Les différentes solutions convenues avec les États limitrophes en matière d'imposition des frontaliers permettent, à l'exception du Liechtenstein, soit une imposition en Suisse, soit un paiement compensatoire en faveur des cantons. La charge fiscale finale des frontaliers devrait en principe être comparable (taux de l'impôt à la source fixé par les cantons) à celle des résidents suisses, voire plus grande (quand le salaire est imposable aussi dans l'État de résidence). En outre, la Suisse est en train de réviser son réseau de conventions contre les doubles impositions pour y introduire une clause d'échange de renseignements sur demande qui soit conforme au standard international en la matière.

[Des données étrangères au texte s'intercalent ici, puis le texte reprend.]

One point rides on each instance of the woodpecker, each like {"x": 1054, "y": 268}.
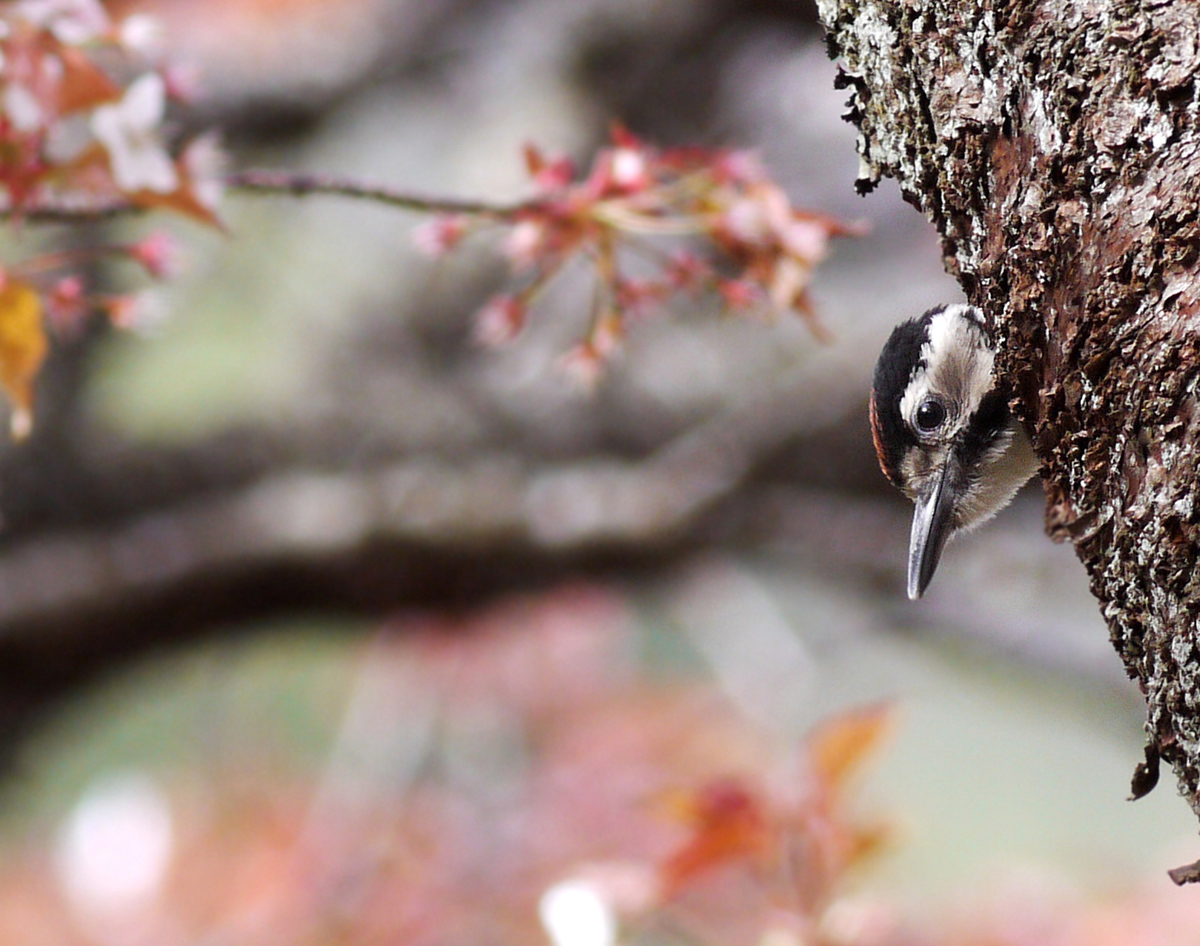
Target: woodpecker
{"x": 943, "y": 430}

En principe, la Confédération prend en charge 50 % des coûts salariaux engendrés par les inspections qu'effectuent les organes de contrôle cantonaux dans le cadre de l'exécution des mesures d'accompagnement. Le montant total du soutien financier accordé par la Confédération est donc étroitement lié au nombre de contrôles effectués. Dans certaines régions (par ex. dans les régions frontalières), la Confédération soutient, en cas de besoin, des contrôles supplémentaires et l'engagement de davantage d'inspecteurs.

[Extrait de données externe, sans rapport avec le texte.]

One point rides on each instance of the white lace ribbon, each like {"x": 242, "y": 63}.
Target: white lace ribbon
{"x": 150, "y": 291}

Le Conseil fédéral est conscient de la problématique des indépendances fictives. Pour cette raison, il avait proposé au Parlement, en 2012, d'adopter de nouvelles dispositions légales visant à combler les lacunes précédemment observées. Le Parlement a approuvé la modification de la loi sur les travailleurs détachés (LDét) qui est entrée en vigueur le 1er janvier 2013. Les nouvelles mesures offrent des moyens supplémentaires pour lutter contre l'indépendance fictive. Les prestataires de services indépendants doivent prouver leur statut et peuvent, dans le cas contraire, être sanctionnés (art. 1a et 1b LDét, obligation de documentation, amendes et suspension des travaux). Un groupe de travail, composé de représentants des cantons, des partenaires sociaux et de la Confédération, analyse actuellement l'exécution des mesures d'accompagnement afin d'établir un état des lieux de leur fonctionnement. Ce groupe de travail examine l'évolution des mesures actuelles et l'éventuelle nécessité de prendre des mesures supplémentaires à l'avenir. Il fournira un rapport d'ici la fin de l'année.

Le Conseil fédéral veut traiter de manière égale en matière de TVA les entreprises domestiques et les entreprises étrangères. Dans le cadre de la mise en oeuvre de la motion de la Commission de l'économie et des redevances du Conseil national 13.3362, des mesures sont prévues afin d'obliger également les entreprises étrangères qui fournissent des prestations en Suisse à décompter la TVA.

Le Conseil fédéral est de l'avis que les différentes questions soulevées par le postulat sont importantes. Comme expliqué plus haut, plusieurs initiatives sont néanmoins déjà en cours au niveau fédéral afin de trouver des solutions.

Le Conseil fédéral propose de rejeter le postulat.